Extract: This paper reports the differences in absorption and distribution in plasma of free and bound salicylate, and the differences in excretion of salicylic and salicyuric acid in the urine of children with Down's syndrome and in control subjects. After oral administration of a single dose of acetylsalicylic acid (35 mg/kg) to normal children, the peak level of salicylic acid in plasma occurred in 2 h and the drug level returned to the base line at approximately 8 h; in children with Down's syndrome, th peak level of salicylic acid occurred in 4 h and the drug level returned to a base line at a approximately 16 h. In children with Down's syndrome, the 24-h excretion of salicylate metabolites in the urine indicated a higher level of free salicylic acid (table I) and a lower level of salicyluric acid (tables II and III) when compared with the control group. Although the concentration of salicylate is small in erythrocytes, children with Down's syndrome showed a higher level when compared with their normal counter part (table IV).

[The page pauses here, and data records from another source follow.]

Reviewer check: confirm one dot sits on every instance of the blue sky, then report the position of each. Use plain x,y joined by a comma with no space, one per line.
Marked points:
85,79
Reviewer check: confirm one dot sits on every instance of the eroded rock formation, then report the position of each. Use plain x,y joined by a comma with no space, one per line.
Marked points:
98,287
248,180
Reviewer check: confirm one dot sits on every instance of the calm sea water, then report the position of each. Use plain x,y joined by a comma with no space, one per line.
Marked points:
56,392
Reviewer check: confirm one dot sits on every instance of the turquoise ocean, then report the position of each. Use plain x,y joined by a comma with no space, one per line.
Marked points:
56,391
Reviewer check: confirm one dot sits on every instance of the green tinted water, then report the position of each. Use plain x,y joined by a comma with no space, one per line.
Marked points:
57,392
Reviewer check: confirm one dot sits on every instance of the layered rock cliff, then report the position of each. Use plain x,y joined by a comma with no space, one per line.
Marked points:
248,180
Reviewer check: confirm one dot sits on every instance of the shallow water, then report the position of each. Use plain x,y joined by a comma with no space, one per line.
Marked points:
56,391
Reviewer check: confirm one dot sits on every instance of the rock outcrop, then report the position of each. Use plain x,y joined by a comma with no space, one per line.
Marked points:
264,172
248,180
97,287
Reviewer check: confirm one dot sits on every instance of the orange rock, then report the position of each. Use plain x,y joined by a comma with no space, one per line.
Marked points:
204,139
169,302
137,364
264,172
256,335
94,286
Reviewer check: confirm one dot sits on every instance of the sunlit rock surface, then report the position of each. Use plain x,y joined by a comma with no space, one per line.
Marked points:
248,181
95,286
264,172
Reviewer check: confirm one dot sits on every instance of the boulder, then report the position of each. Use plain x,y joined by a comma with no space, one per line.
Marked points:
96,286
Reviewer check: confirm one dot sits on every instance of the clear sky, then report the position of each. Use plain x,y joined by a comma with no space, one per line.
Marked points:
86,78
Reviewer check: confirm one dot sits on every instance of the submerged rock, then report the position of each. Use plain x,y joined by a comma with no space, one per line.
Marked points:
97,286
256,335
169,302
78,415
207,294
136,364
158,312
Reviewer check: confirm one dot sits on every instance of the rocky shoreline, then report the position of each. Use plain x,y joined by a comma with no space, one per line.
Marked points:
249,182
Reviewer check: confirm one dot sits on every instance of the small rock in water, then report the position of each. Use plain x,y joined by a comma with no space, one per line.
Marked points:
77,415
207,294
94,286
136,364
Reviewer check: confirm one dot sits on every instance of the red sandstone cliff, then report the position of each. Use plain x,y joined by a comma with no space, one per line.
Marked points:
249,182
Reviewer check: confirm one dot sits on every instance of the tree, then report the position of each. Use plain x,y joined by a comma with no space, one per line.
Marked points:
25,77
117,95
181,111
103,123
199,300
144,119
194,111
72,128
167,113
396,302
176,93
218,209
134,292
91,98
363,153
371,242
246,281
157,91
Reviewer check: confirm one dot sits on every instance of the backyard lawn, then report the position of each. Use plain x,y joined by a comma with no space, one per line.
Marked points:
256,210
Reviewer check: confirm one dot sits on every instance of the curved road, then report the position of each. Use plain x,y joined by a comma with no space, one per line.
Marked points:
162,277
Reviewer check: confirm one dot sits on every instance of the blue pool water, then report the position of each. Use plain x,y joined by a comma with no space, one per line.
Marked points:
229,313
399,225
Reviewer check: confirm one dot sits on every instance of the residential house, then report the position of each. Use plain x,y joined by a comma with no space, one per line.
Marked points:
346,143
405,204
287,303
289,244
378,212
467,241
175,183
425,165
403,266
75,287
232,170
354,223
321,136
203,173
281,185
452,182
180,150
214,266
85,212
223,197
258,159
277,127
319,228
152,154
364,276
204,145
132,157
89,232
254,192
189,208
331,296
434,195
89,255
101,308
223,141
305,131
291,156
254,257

The in vitro plasma-binding studies indicated that in comparison with normal subjects, children with Down's syndrome were less capable of binding salicylate (table V). Speculation: Patients with Down's syndrome are a highly abnormal group of individuals because of their morphological, physiological and biochemical aberrations. They are directed and influenced by their abnormalities, one manifestation of which is altered pharmacogenetics. It should be expected that any therapeutic regime must take these differences into consideration and dosage must be calculated not on the basis of body weight but according to the plasma level of the drug or of its active metabolites.